Als Cheftrainer und Assistent begleitete Michael Zerr (links, mit Malte Bertram) Teutonia durch die Oberliga-Abstiegssaison 2016/17; anschließend wechselte er zum MTV Treubund Lüneburg. © Klingebiel, Bernd

Der Start hätte kaum schwerer sein können für Teutonia Uelzen.
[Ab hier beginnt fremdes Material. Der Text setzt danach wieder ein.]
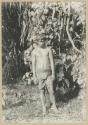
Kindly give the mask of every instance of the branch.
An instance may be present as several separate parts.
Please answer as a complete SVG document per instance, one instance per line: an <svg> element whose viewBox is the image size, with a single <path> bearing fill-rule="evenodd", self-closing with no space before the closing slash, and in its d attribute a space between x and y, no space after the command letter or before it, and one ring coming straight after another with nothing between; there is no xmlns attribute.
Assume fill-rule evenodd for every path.
<svg viewBox="0 0 88 125"><path fill-rule="evenodd" d="M67 25L66 25L66 32L67 32L67 35L68 35L68 38L69 38L69 41L71 42L72 44L72 47L74 50L76 50L78 53L81 54L81 51L79 49L76 48L76 46L74 45L74 41L70 35L70 32L69 32L69 17L67 18Z"/></svg>

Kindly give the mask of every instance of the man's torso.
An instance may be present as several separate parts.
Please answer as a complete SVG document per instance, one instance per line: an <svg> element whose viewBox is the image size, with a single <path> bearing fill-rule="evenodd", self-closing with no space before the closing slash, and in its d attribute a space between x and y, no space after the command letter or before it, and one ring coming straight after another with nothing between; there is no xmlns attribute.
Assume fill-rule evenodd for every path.
<svg viewBox="0 0 88 125"><path fill-rule="evenodd" d="M51 65L49 58L49 48L37 48L36 57L36 74L38 77L46 77L51 74Z"/></svg>

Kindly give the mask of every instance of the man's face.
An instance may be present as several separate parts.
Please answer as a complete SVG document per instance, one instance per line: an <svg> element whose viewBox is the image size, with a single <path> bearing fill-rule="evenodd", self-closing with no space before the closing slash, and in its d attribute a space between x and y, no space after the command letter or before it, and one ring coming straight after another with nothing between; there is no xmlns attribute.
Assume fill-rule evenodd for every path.
<svg viewBox="0 0 88 125"><path fill-rule="evenodd" d="M37 47L37 43L34 43L34 44L33 44L33 47L36 48L36 47Z"/></svg>
<svg viewBox="0 0 88 125"><path fill-rule="evenodd" d="M45 47L45 41L44 40L41 40L39 43L38 43L39 47L43 48Z"/></svg>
Die Blau-Gelben eröffnen die Saison in der Fußball-Landesliga am Sonntag (15 Uhr) beim Dauer-Titelanwärter MTV Treubund Lüneburg.

Uelzen - Am zweiten Spieltag geht’s im ersten Heimspiel gegen Aufsteiger TuS Neetze, dem nicht wenige den direkten Durchmarsch in die Oberliga zutrauen.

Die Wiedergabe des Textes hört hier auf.